Ángela González Tort (1879 - 24 February 1946) was a Cuban guerrilla during the conflicts between the Cuban independence movement and the Spanish government until the island's independence after the Spanish–American War. She was a heroine for independence in the Cuban collective imagination.

==Biography==
González Tort was born in Fray Benito, Holguín in 1879. At the age of sixteen she joined the Cuban insurrectionary war against the authority of the Spanish colonial government. She was also an active mambisa fighter, nurse and standard-bearer, named by Colonel Remigio Marrero Álvarez as the bearer of the tricolor banner of the independence forces in the region. Shortly after she was married, her husband was taken prisoner and González Tort would try to save him from death by firing squad ordered by the Spanish authorities.3 To prevent his death, she relied on influential friends in the region, including the wife of General Emilio March García, the military chief of the Holguín District, to finally achieve that General Ramón Blanco y Erenas released the prisoner.
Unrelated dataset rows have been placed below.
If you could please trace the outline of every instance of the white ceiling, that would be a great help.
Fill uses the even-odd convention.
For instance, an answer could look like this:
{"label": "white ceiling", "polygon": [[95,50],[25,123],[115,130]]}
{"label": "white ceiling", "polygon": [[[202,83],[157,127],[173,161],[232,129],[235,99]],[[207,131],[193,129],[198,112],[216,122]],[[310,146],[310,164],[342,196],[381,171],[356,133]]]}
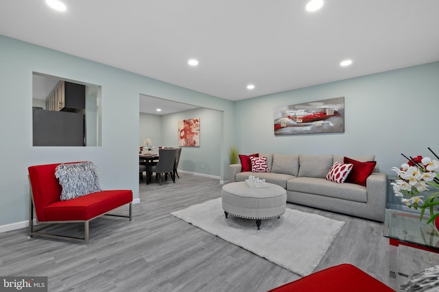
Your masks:
{"label": "white ceiling", "polygon": [[439,60],[438,0],[63,1],[1,0],[0,34],[231,101]]}

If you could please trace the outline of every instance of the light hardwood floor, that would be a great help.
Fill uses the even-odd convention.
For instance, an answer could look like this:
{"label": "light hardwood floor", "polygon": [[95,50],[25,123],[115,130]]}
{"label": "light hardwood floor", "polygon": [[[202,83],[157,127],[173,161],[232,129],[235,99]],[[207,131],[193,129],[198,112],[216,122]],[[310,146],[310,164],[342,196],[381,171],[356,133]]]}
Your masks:
{"label": "light hardwood floor", "polygon": [[[28,239],[27,228],[1,233],[0,276],[48,276],[51,292],[266,291],[299,278],[169,215],[221,196],[217,180],[179,174],[176,183],[139,184],[141,202],[133,205],[132,222],[112,217],[92,221],[88,246]],[[346,222],[315,271],[349,263],[388,283],[383,224],[292,204],[287,207]],[[55,229],[76,236],[82,228],[67,224]],[[418,271],[431,263],[439,263],[436,254],[400,248],[403,272]]]}

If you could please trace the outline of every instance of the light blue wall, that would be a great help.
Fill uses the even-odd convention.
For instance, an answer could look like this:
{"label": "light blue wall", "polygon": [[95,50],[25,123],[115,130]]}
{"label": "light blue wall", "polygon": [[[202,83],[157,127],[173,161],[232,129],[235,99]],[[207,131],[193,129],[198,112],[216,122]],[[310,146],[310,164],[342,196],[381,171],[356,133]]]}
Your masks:
{"label": "light blue wall", "polygon": [[[234,142],[230,101],[2,36],[0,64],[0,98],[4,105],[0,115],[0,227],[27,220],[27,167],[32,165],[92,161],[102,188],[132,189],[138,198],[140,94],[223,111],[226,134],[222,149]],[[102,85],[102,146],[32,147],[34,71]],[[221,162],[221,176],[226,177],[227,161]]]}
{"label": "light blue wall", "polygon": [[139,124],[139,146],[145,146],[145,140],[150,138],[156,152],[158,146],[163,146],[162,116],[140,113]]}
{"label": "light blue wall", "polygon": [[[274,136],[274,107],[339,96],[344,133]],[[439,154],[439,62],[239,101],[235,111],[239,153],[375,154],[392,174],[401,153]]]}

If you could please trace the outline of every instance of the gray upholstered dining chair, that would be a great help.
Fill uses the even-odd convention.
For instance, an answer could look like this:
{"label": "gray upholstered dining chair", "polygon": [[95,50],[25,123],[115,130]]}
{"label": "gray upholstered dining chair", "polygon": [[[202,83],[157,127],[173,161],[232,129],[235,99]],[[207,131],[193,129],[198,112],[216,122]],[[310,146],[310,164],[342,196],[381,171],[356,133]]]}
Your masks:
{"label": "gray upholstered dining chair", "polygon": [[180,178],[178,172],[177,172],[177,168],[178,167],[178,162],[180,162],[180,155],[181,154],[181,148],[177,148],[177,152],[176,154],[176,164],[174,165],[174,178],[176,178],[176,174]]}
{"label": "gray upholstered dining chair", "polygon": [[162,184],[162,174],[165,174],[165,178],[167,178],[167,175],[169,174],[172,181],[176,182],[174,168],[176,163],[176,148],[158,149],[158,162],[156,165],[149,167],[148,171],[156,173],[156,177],[158,178],[160,185]]}

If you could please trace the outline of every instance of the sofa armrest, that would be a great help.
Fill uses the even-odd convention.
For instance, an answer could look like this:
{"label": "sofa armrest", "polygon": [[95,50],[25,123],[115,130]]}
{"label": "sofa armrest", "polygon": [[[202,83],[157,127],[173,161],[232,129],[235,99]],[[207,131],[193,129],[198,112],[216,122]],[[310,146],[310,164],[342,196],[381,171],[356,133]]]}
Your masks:
{"label": "sofa armrest", "polygon": [[384,221],[387,192],[387,175],[383,172],[373,172],[366,181],[368,192],[367,204],[376,213],[375,220]]}
{"label": "sofa armrest", "polygon": [[235,183],[236,181],[236,175],[241,172],[242,166],[241,164],[230,164],[228,165],[228,182]]}

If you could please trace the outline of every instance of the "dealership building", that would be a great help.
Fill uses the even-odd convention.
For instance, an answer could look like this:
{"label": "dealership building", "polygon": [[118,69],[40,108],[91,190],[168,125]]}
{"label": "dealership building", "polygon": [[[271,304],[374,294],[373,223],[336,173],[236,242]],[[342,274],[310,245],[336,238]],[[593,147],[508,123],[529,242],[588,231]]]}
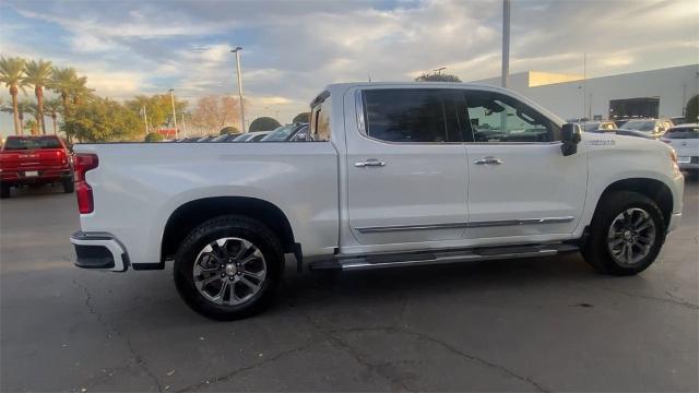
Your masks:
{"label": "dealership building", "polygon": [[[500,85],[500,78],[473,83]],[[508,87],[564,119],[680,117],[699,93],[699,64],[584,79],[526,71],[510,75]]]}

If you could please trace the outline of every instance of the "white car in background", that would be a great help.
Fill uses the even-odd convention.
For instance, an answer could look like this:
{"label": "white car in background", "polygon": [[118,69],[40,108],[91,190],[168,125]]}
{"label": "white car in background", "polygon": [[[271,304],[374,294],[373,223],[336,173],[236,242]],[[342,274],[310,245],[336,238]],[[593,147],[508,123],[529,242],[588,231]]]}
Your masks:
{"label": "white car in background", "polygon": [[699,174],[699,123],[676,126],[667,130],[662,141],[677,153],[677,166],[682,170]]}

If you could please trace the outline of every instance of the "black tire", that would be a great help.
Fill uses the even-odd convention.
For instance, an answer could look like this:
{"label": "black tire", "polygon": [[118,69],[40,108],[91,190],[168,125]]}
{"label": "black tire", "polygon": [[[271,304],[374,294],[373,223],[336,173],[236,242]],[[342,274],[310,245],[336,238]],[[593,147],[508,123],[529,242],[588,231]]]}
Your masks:
{"label": "black tire", "polygon": [[[264,257],[262,263],[265,265],[266,274],[259,284],[260,289],[250,299],[239,305],[215,303],[205,298],[194,283],[193,269],[198,255],[206,245],[222,238],[247,240]],[[270,306],[281,282],[283,266],[284,251],[282,246],[274,233],[262,223],[238,215],[220,216],[194,228],[179,246],[175,255],[175,286],[187,305],[200,314],[221,321],[237,320],[253,315]],[[230,279],[234,278],[230,277]],[[235,285],[233,288],[235,290]],[[230,296],[233,296],[232,293],[229,293],[228,299]]]}
{"label": "black tire", "polygon": [[[623,263],[613,255],[607,245],[607,235],[615,218],[629,209],[647,212],[654,224],[653,239],[648,254],[632,263]],[[648,269],[665,242],[666,223],[657,204],[650,198],[632,191],[614,191],[600,201],[590,225],[589,238],[582,248],[582,255],[597,272],[612,275],[633,275]]]}
{"label": "black tire", "polygon": [[10,198],[10,184],[0,184],[0,198]]}
{"label": "black tire", "polygon": [[72,193],[73,191],[75,191],[75,182],[73,181],[73,178],[71,177],[70,179],[63,180],[63,192]]}

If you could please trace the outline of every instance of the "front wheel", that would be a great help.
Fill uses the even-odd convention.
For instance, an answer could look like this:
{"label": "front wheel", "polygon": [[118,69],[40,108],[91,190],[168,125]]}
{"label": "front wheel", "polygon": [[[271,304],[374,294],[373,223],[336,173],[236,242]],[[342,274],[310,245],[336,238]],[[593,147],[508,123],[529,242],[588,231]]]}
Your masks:
{"label": "front wheel", "polygon": [[262,223],[221,216],[198,226],[175,255],[175,285],[202,315],[235,320],[262,311],[274,298],[284,252]]}
{"label": "front wheel", "polygon": [[632,275],[648,269],[665,241],[665,219],[650,198],[631,191],[609,193],[600,202],[582,254],[595,270]]}

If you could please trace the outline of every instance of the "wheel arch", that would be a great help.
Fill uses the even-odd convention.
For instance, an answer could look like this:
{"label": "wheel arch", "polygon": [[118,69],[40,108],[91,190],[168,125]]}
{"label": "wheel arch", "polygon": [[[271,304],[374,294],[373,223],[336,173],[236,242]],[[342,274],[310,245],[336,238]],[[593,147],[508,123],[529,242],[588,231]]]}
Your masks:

Shortly afterwards, the couple rejoined the island's independence struggle.

Some of her children died of illness in the fields while participating in the Cuban insurrection. Her husband died shortly afterwards in a skirmish against the Spanish Army.

González Tort survived the war to see the independence of Cuba from the government of Spain and after that she died without honors or recognition on 24 February 1946.